More thoughts on Rust: enums, confined proc-macros, SES for Rust

8 views
Skip to first unread message

Jonathan S. Shapiro

unread,
Jan 7, 2026, 7:01:00 PM (2 days ago) Jan 7
to cap-talk
Some further musings about Rust. The first is minor, but it's a hole in the type system and a pragmatic annoyance. The second may actually be interesting if it's feasible.

Enums are not Sum Types

This is a small thing. For those who have more important things to spend time on, the TL;DR version is that [I think] conflating sum types with enumeration types was a bad idea. It leaves an obvious deficiency in the type system around the discriminators, and it mixes up keywords that have almost 70 years of PL history behind them in an unfortunate way.

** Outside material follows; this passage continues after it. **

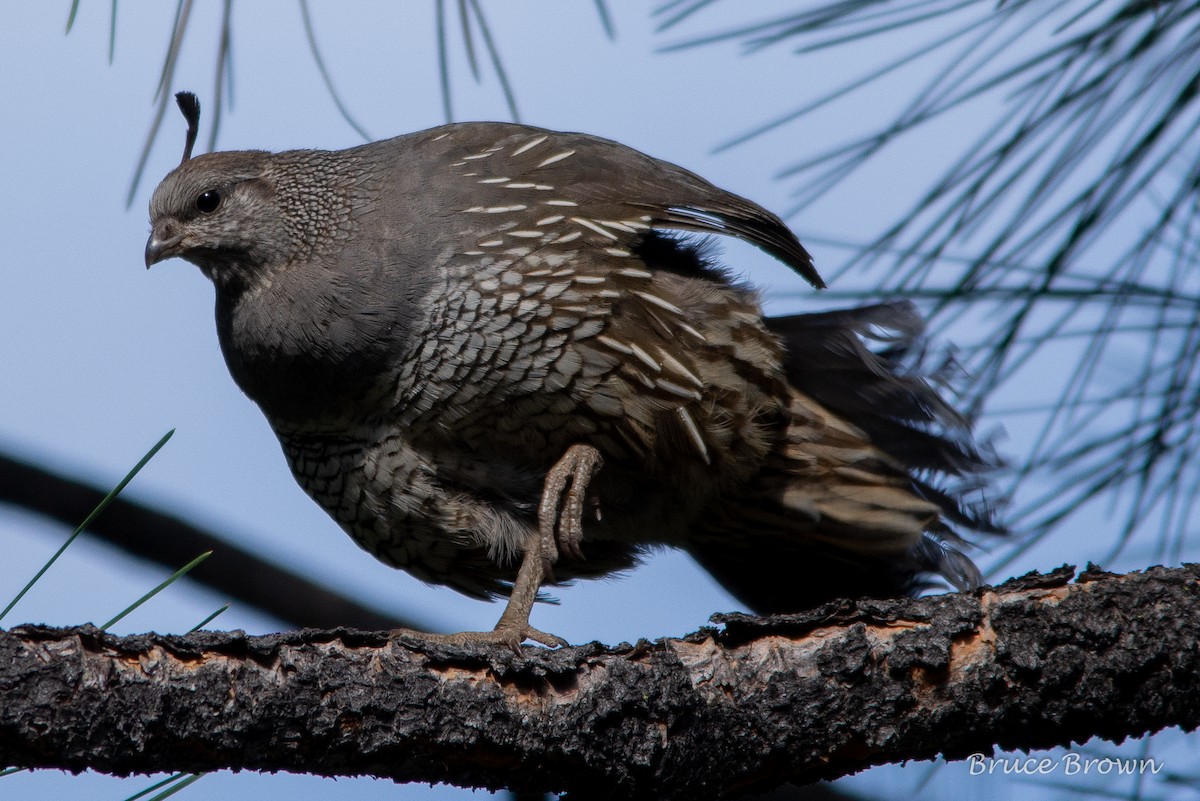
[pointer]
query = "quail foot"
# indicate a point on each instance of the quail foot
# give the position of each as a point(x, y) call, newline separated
point(499, 357)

The context is that I was throwing together a helper library for tokenizers. The library consists of a collection of recognizers that can be instantiated in various ways using closures or literal strings. Each of those instantiations recognizes a token of some sort (or in some cases, a non-token "match" like a comment). The token matches want to get assigned a token type, but the token type enumeration is not defined by the library. It wants to be supplied as a parameterized type. Which turns out to be a very painful thing to do in Rust.

A [closed] enumeration (as opposed to a Rust enum) is usually a way to connect identifiers to numbers within a convenience namespace. It has a concrete size known at compile time, and it is a value type. Setting aside namespaces and match dispatching, it's essentially a newtype on the underlying hardware integer type along with a whole bunch of constant definitions structured in a way that plays nice with the match construct. For all of these reasons, it's very easy to deal with as something used to instantiate a generic type parameter.

A [closed] sum type - especially an unboxed sum type, which is the Rust default - does not have a length that can be known when an unrelated library is compiled, and therefore makes for interesting itchy problems when it is used to instantiate a generic type.

Once you introduce operations that expose sum type discriminators as values, those need a type, which would most naturally be some form of closed enumeration type. That type is missing in Rust.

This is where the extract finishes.